Pannenhilfe nur bei bestehender Mitgliedschaft?
Der ADAC ist grundsätzlich ein Verein. Das wiederum bedeutet, dass der ADAC von der Umsatzsteuerzahlung (Mehrwertsteuer) befreit ist, also schon mal eine Mehreinnahme und somit einen satten Mehrgewinn von 19 % hat gegenüber Mitbewerbern, die die gleichen Leistungen erbringen bzw. Produkte verkaufen.
Die Gemeinnützigkeit, die der ADAC als Verein genießt, wurde allerdings nur unter der Bedingung gewährt, dass der ADAC jedem hilft und zwar auch dem, der nicht Mitglied ist.

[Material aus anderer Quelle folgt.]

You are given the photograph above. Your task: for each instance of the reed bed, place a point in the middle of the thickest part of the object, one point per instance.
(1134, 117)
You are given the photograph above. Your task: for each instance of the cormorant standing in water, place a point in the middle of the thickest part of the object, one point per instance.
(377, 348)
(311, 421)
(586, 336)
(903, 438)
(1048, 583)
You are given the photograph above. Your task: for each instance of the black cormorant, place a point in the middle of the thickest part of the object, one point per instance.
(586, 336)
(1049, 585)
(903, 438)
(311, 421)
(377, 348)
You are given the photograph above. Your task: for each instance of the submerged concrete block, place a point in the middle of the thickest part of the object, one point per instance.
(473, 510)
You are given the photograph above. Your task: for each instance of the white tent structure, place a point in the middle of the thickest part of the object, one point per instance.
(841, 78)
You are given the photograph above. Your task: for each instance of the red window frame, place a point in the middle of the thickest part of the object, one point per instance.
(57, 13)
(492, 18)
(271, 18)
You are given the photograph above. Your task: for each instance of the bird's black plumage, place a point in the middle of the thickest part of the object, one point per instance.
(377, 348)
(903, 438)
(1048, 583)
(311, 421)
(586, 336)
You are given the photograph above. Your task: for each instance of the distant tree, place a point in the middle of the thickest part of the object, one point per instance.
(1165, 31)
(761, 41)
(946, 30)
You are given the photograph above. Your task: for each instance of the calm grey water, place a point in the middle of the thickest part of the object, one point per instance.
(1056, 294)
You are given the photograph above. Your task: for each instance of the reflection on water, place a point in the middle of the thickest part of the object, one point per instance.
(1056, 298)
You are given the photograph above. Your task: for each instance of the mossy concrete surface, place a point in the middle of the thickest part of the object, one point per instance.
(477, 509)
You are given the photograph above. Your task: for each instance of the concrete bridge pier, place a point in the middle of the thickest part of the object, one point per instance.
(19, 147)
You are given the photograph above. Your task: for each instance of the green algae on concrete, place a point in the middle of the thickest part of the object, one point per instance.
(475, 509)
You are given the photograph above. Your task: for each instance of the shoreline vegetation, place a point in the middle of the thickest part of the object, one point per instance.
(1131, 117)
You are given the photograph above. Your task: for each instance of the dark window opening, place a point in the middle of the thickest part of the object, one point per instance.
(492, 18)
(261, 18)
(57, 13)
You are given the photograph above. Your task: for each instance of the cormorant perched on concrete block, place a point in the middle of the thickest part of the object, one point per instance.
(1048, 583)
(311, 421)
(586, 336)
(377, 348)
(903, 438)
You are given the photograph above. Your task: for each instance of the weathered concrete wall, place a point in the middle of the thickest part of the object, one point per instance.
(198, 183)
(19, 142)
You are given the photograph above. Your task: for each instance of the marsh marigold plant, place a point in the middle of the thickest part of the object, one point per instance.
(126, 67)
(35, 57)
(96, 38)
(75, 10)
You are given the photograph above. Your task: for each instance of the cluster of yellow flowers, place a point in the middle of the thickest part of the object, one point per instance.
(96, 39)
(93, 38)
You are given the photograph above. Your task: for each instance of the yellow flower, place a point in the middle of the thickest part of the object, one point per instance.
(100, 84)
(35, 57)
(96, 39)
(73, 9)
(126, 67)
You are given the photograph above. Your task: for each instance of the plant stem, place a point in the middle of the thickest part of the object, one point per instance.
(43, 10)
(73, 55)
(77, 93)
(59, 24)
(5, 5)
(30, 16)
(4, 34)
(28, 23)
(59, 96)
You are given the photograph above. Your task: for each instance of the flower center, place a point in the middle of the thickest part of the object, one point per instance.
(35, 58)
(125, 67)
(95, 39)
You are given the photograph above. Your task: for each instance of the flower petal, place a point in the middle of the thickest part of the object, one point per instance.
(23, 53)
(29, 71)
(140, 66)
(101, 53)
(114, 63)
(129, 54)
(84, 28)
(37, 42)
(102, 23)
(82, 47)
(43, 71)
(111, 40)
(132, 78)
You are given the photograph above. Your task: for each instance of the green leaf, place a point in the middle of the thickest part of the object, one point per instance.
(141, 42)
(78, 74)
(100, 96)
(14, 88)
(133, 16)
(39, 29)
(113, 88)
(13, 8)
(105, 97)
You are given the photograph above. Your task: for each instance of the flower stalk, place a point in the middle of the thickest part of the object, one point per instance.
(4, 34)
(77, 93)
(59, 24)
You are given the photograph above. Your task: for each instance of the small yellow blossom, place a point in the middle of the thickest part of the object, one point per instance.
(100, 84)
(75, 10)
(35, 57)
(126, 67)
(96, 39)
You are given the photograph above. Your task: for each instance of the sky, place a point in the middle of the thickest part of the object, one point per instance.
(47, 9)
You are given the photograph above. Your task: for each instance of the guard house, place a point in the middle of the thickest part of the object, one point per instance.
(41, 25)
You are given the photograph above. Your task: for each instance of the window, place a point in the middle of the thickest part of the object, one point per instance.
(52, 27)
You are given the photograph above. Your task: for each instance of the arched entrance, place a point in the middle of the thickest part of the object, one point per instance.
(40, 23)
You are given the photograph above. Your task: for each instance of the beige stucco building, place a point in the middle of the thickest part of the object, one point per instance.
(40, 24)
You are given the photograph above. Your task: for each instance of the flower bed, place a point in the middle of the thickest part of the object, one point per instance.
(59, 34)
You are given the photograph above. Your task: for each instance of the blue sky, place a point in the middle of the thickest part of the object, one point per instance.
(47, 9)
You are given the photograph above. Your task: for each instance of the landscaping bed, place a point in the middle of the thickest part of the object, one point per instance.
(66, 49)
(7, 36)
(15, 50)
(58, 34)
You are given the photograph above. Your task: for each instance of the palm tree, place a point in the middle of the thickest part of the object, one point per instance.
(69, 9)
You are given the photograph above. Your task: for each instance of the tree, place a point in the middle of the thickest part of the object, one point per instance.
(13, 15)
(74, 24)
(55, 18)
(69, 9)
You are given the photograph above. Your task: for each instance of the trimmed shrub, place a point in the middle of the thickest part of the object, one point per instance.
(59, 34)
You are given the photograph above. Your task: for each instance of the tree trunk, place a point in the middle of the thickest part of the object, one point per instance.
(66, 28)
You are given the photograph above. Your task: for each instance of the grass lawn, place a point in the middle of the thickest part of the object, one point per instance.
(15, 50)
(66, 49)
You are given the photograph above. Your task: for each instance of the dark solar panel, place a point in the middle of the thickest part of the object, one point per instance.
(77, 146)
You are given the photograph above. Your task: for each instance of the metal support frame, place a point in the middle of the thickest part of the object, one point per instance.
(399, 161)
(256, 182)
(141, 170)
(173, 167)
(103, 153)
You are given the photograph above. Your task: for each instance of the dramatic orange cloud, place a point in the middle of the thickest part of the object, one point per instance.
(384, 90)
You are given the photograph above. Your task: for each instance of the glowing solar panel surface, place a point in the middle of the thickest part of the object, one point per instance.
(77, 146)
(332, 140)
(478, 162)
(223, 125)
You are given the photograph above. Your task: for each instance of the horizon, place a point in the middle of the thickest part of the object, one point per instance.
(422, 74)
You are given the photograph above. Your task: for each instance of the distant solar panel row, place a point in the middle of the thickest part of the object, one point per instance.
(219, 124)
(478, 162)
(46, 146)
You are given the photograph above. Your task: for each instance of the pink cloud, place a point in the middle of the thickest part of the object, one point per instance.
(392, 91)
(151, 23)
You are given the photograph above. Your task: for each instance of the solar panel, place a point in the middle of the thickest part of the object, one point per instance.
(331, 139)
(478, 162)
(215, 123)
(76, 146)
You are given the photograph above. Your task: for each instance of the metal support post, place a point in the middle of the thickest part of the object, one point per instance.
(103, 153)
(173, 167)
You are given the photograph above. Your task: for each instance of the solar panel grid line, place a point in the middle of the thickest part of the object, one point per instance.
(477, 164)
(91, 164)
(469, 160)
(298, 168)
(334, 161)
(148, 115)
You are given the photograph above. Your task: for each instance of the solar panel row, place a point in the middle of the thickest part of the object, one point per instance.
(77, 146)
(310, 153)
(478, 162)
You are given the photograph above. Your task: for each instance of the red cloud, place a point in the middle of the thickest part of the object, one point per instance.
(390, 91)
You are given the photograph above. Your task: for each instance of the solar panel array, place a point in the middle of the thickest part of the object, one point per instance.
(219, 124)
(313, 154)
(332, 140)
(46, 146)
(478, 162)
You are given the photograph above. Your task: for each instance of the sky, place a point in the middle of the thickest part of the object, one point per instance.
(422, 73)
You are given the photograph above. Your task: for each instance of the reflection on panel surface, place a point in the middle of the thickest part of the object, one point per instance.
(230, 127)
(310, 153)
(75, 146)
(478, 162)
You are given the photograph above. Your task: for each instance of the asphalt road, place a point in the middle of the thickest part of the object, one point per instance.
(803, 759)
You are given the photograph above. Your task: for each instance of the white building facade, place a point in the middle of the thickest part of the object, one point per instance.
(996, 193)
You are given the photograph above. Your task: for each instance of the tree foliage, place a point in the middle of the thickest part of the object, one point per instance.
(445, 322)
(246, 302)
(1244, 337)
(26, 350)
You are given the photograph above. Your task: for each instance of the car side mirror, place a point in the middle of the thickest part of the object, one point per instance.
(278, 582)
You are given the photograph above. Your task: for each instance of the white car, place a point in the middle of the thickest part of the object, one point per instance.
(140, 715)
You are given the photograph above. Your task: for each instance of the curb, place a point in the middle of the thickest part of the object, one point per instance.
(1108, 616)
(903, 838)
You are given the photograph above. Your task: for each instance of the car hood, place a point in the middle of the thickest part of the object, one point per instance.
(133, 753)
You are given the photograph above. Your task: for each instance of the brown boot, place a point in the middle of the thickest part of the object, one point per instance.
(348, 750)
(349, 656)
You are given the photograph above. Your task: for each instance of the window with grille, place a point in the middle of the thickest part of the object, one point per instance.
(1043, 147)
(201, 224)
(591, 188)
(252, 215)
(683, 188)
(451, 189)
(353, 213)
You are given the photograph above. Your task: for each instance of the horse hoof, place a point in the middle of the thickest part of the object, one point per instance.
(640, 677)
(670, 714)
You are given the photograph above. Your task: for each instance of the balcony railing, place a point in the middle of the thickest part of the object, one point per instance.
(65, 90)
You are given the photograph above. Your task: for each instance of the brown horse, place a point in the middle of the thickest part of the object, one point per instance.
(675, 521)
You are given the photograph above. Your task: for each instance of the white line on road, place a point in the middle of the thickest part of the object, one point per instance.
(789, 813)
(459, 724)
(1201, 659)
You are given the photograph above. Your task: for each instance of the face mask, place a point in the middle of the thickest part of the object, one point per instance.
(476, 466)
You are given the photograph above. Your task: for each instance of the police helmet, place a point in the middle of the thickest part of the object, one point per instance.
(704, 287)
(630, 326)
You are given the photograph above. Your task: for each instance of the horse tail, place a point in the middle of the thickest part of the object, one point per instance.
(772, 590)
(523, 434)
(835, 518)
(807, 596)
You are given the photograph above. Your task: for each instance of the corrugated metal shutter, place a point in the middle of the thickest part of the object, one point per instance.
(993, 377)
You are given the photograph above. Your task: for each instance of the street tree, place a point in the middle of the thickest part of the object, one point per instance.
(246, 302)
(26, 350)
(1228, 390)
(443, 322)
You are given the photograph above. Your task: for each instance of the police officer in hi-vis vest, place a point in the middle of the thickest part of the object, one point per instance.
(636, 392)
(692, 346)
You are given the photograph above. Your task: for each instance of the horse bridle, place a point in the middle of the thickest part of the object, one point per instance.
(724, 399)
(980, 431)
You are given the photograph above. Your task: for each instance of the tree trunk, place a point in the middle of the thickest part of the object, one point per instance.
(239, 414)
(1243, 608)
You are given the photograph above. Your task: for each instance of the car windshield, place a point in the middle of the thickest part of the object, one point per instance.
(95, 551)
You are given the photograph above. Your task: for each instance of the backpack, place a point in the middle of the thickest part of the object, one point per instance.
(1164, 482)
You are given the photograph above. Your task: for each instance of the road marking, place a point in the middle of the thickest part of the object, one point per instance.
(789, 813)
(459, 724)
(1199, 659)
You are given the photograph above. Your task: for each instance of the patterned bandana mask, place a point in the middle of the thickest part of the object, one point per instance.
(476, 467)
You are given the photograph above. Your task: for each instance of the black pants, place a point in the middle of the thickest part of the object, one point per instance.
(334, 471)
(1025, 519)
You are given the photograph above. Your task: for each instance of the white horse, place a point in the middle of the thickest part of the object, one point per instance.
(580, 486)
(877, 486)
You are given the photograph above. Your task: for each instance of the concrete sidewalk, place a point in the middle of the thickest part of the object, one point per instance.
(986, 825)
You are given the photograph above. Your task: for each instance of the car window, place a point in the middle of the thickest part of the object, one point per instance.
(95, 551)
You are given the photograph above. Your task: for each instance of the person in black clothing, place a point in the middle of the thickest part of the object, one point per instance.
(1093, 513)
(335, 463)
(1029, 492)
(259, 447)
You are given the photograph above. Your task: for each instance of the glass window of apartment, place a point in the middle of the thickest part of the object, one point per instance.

Nur, wie sieht es in der Praxis aus? Klar, der Pannenhelfer kommt, aber schon beim Anruf beim ADAC wird die Mitgliedschaft abgefragt. Und die Pannenhelfer sollen angewiesen sein, wenn der Hilfesuchende nicht auch gleich Mitglied werden will, die Pannenhilfe unter dem Vorwand, man könne das Problem am Pannenort nicht beheben, abzubrechen. Und nun kommt das Perfide: dessen Fahrzeug, das ungünstig abgestellt wurde bzw. sich sogar auf der Autobahn befindet, dem bleibt gar nichts anderes übrig, als dann die meist überteuerte Leistung des schon vor Ort befindlichen (vom ADAC gesandten) oder noch vom Pannenhelfer herbeizurufenden Abschleppers (natürlich auch ein Vertragspartner des ADAC) in Anspruch zu nehmen.
So schieben sich ADAC und entsprechende Vertragspartner ganz offensichtlich die Aufträge gegenseitig zu.